Synthetic or reformulated fuels ; a challenge for catalysis

1999 
Abstract Despite comparative figures for wordwide crude oil and natural gas proven reserves, present time contribution of syngas chemistry to motorfuels remains marginal when the refining industry is faced to main constraints: market demand evolution, stringent specifications and environmental issues. Actually natural gas upgrading via syngas chemistry yields key products (e.g. methanol) among which clean motorfuels (ethers, F.T. products) should develop despite the huge investments required, mostly for syngas production. Main challenges and corresponding issues for catalysts and related technologies are identified for Fischer-Tropsch synthesis and motorfuels long-term reformulation.

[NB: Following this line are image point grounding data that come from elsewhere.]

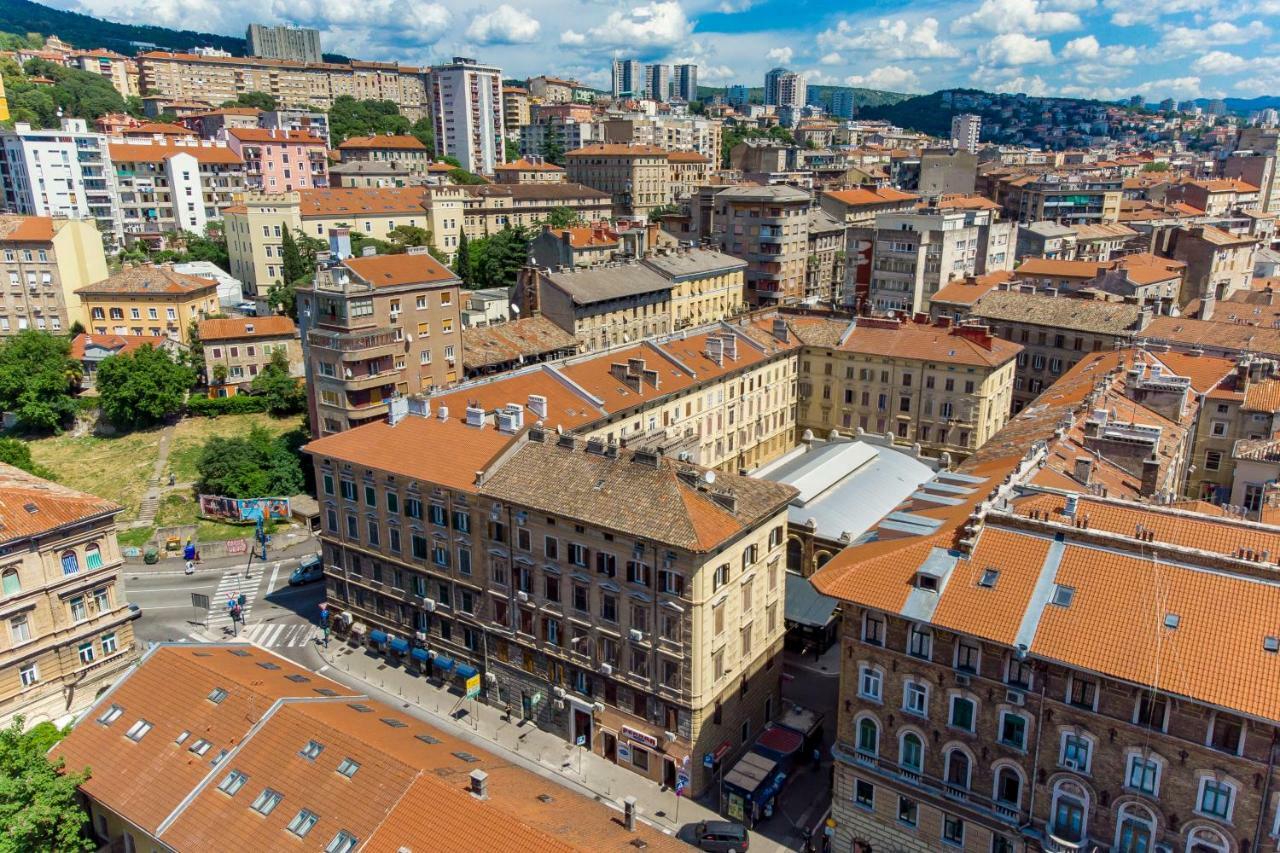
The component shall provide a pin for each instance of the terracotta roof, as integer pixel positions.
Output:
(26, 229)
(274, 136)
(394, 270)
(526, 337)
(247, 327)
(663, 501)
(150, 278)
(117, 343)
(398, 142)
(142, 151)
(30, 505)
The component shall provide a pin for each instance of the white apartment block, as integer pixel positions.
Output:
(63, 173)
(466, 105)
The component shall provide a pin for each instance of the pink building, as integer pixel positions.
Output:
(279, 160)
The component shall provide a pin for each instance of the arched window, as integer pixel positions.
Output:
(868, 737)
(910, 753)
(958, 769)
(1009, 787)
(1206, 840)
(1069, 812)
(1136, 829)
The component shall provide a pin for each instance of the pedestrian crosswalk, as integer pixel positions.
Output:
(280, 634)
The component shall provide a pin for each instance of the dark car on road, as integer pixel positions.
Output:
(720, 836)
(309, 570)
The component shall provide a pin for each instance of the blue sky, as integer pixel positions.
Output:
(1078, 48)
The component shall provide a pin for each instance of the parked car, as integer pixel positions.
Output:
(309, 570)
(721, 836)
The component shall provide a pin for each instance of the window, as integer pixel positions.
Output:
(910, 752)
(1013, 729)
(915, 698)
(1215, 798)
(1075, 752)
(961, 712)
(266, 802)
(871, 683)
(302, 822)
(919, 642)
(233, 783)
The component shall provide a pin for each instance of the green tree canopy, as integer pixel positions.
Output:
(39, 804)
(284, 393)
(142, 387)
(254, 465)
(17, 452)
(37, 377)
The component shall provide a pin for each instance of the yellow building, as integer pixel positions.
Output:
(149, 299)
(67, 632)
(44, 263)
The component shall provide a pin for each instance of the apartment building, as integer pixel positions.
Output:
(238, 349)
(375, 328)
(45, 261)
(768, 227)
(946, 388)
(466, 106)
(64, 172)
(984, 629)
(216, 80)
(280, 160)
(604, 306)
(255, 228)
(68, 625)
(705, 286)
(176, 185)
(1055, 333)
(635, 176)
(149, 299)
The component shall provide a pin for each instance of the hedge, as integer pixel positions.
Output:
(234, 405)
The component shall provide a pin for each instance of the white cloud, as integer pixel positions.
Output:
(781, 55)
(504, 26)
(890, 39)
(1016, 16)
(887, 77)
(1223, 32)
(1015, 49)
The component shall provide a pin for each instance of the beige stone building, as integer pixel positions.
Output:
(68, 629)
(149, 299)
(635, 176)
(375, 328)
(707, 286)
(944, 387)
(238, 349)
(42, 263)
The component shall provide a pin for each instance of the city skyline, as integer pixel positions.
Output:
(1070, 48)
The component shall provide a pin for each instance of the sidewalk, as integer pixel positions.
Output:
(598, 776)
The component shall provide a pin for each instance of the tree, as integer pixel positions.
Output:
(37, 377)
(283, 392)
(246, 466)
(40, 808)
(142, 387)
(18, 454)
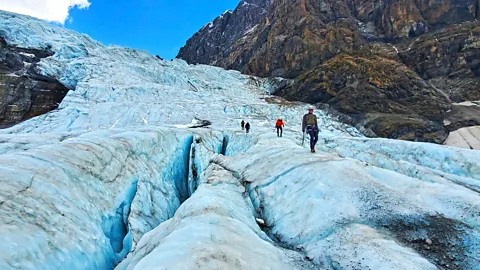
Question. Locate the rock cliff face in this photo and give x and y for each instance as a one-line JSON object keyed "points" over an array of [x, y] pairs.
{"points": [[23, 92], [393, 66]]}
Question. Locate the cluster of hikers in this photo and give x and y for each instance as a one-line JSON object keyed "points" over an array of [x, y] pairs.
{"points": [[309, 126]]}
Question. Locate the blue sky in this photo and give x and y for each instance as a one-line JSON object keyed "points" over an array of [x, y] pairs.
{"points": [[158, 26]]}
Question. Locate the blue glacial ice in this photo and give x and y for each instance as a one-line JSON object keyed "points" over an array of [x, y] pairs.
{"points": [[116, 177]]}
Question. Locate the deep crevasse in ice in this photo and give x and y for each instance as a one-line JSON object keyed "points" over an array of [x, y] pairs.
{"points": [[116, 161]]}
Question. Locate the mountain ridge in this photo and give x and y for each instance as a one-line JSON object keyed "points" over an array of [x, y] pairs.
{"points": [[433, 43]]}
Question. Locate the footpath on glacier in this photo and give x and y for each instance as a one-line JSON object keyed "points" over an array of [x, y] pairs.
{"points": [[117, 178]]}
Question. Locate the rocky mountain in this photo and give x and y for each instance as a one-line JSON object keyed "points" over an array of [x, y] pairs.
{"points": [[393, 67], [24, 92]]}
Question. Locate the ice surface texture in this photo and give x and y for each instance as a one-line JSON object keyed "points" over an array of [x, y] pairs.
{"points": [[118, 169]]}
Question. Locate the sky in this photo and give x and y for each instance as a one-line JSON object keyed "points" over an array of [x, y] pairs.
{"points": [[159, 26]]}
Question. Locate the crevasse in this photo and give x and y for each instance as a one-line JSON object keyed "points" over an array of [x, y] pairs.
{"points": [[118, 168]]}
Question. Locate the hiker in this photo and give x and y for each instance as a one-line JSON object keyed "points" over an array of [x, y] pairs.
{"points": [[279, 125], [247, 127], [310, 126]]}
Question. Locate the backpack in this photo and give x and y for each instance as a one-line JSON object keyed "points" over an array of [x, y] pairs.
{"points": [[311, 119]]}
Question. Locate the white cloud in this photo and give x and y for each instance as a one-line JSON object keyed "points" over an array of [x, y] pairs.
{"points": [[50, 10]]}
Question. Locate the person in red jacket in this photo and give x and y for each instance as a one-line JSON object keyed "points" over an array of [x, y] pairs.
{"points": [[279, 125]]}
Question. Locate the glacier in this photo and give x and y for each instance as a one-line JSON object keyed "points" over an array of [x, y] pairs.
{"points": [[119, 176]]}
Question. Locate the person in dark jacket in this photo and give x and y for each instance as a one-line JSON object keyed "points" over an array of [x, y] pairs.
{"points": [[310, 126], [279, 125]]}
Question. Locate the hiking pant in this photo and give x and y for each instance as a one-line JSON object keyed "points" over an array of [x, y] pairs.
{"points": [[279, 131], [313, 133]]}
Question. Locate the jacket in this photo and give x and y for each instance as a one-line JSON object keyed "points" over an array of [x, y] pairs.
{"points": [[309, 119]]}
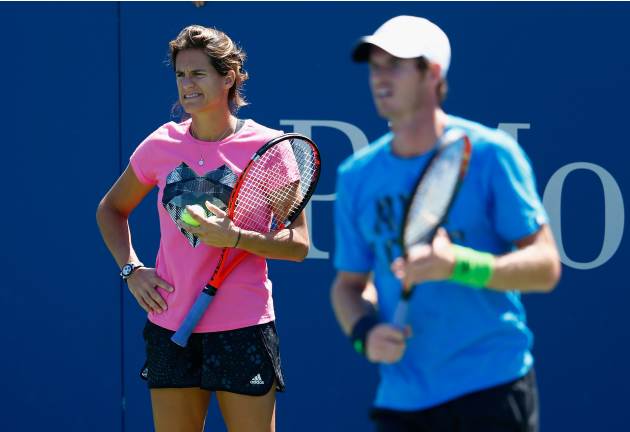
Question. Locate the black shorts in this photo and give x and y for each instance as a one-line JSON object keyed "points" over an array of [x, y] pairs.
{"points": [[244, 361], [511, 407]]}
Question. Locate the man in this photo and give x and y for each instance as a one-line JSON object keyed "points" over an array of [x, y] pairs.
{"points": [[465, 362]]}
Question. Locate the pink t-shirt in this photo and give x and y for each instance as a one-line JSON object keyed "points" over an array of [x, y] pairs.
{"points": [[168, 158]]}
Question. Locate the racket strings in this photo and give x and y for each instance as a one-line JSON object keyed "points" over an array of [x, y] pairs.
{"points": [[275, 186], [433, 194]]}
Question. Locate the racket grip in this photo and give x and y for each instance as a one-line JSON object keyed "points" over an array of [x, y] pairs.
{"points": [[400, 314], [190, 322]]}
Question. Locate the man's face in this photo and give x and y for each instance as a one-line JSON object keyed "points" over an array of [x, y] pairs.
{"points": [[398, 86]]}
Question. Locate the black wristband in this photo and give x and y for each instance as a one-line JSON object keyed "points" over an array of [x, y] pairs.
{"points": [[360, 330]]}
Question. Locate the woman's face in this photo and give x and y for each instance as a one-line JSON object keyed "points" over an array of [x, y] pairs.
{"points": [[201, 88]]}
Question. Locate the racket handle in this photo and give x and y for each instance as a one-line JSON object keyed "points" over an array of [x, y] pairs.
{"points": [[194, 315], [400, 314]]}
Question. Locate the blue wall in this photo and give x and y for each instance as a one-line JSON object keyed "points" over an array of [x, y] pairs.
{"points": [[83, 84]]}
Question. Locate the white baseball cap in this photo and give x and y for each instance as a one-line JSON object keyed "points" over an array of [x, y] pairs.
{"points": [[408, 37]]}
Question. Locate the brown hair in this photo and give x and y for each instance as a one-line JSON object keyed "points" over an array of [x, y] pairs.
{"points": [[442, 88], [223, 53]]}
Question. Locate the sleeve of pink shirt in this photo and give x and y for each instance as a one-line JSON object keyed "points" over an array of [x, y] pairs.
{"points": [[141, 162]]}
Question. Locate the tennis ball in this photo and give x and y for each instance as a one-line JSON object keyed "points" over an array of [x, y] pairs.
{"points": [[188, 219]]}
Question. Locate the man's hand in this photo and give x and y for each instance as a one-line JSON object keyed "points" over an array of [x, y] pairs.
{"points": [[386, 343], [427, 262]]}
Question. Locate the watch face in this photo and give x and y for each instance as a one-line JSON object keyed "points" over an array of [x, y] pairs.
{"points": [[127, 269]]}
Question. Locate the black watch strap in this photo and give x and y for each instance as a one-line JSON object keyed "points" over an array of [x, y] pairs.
{"points": [[128, 269]]}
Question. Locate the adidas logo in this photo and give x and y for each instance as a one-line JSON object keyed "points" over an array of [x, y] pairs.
{"points": [[256, 380]]}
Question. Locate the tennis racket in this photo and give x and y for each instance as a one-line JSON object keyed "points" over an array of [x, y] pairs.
{"points": [[271, 192], [433, 196]]}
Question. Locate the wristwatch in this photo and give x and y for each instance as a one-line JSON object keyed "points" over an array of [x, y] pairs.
{"points": [[128, 270]]}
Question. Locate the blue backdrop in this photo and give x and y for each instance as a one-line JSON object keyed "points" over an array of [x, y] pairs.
{"points": [[85, 83]]}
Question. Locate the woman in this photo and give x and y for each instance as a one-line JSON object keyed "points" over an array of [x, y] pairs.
{"points": [[234, 351]]}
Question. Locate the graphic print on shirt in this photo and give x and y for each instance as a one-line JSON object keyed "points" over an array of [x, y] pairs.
{"points": [[183, 187], [387, 225]]}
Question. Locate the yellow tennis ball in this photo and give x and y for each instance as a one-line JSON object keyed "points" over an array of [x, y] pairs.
{"points": [[188, 219]]}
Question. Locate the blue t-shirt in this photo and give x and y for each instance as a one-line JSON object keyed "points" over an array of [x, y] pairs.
{"points": [[464, 339]]}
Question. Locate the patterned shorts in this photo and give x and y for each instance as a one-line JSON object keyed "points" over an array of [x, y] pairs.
{"points": [[244, 361]]}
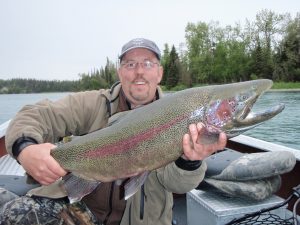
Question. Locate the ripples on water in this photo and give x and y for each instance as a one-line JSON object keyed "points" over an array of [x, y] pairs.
{"points": [[283, 129]]}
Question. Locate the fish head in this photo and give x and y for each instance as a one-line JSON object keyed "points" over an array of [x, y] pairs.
{"points": [[229, 108]]}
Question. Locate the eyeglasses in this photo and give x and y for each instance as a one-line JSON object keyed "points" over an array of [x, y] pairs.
{"points": [[147, 64]]}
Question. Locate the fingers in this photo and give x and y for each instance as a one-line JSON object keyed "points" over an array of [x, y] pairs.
{"points": [[38, 162], [198, 151]]}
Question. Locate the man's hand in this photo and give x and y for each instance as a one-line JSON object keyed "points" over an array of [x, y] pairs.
{"points": [[38, 162], [197, 151]]}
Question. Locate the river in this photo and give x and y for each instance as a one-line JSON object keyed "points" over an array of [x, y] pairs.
{"points": [[283, 129]]}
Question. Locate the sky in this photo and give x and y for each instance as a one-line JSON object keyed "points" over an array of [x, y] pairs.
{"points": [[59, 39]]}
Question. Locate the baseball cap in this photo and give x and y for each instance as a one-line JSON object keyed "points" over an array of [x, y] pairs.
{"points": [[140, 43]]}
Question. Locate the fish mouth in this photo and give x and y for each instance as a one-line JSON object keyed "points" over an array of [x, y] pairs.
{"points": [[250, 119]]}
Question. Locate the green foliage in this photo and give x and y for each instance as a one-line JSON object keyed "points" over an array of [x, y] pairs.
{"points": [[267, 48]]}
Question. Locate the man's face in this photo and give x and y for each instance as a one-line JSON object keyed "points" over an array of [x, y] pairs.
{"points": [[139, 82]]}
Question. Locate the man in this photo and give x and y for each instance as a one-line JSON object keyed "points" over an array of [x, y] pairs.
{"points": [[34, 128]]}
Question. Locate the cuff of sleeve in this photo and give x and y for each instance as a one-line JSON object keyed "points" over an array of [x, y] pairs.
{"points": [[188, 164], [22, 143]]}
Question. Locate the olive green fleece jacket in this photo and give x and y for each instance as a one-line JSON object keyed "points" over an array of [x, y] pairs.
{"points": [[85, 112]]}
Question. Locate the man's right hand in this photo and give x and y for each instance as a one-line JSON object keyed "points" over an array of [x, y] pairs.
{"points": [[37, 161]]}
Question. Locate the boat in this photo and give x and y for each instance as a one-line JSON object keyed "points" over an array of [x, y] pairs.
{"points": [[200, 207]]}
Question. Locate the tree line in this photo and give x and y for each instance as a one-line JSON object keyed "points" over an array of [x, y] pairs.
{"points": [[268, 47]]}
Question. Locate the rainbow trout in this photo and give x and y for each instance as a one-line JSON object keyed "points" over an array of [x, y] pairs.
{"points": [[150, 137]]}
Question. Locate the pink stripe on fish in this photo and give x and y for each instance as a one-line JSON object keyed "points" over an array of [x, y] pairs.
{"points": [[127, 144]]}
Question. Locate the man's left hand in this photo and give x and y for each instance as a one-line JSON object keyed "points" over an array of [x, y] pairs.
{"points": [[197, 151]]}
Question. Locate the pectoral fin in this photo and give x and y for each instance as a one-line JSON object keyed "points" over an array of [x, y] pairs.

Among other, mastering the chain-growth (F.T. synthesis) improving the FCC products: gasoline, and LCO for diesel pool. All these issues need significant progresses in catalyst and technology to be solved. Lastly, our economical study, focused on diesel-fuel production, shows up that clean diesel (from S.R.-LCO mixtures) and F.T. diesel reach similar production costs when cheap N.G. is available. In the future F.T. middle distillates should amount to a few percent (5-100 MMT) of the 2000-2300 MMT of transport fuels expected from oil refining. However they should more and more be a compulsory part of diesel pool if the level of investment for an F.T. process continues to decrease significantly.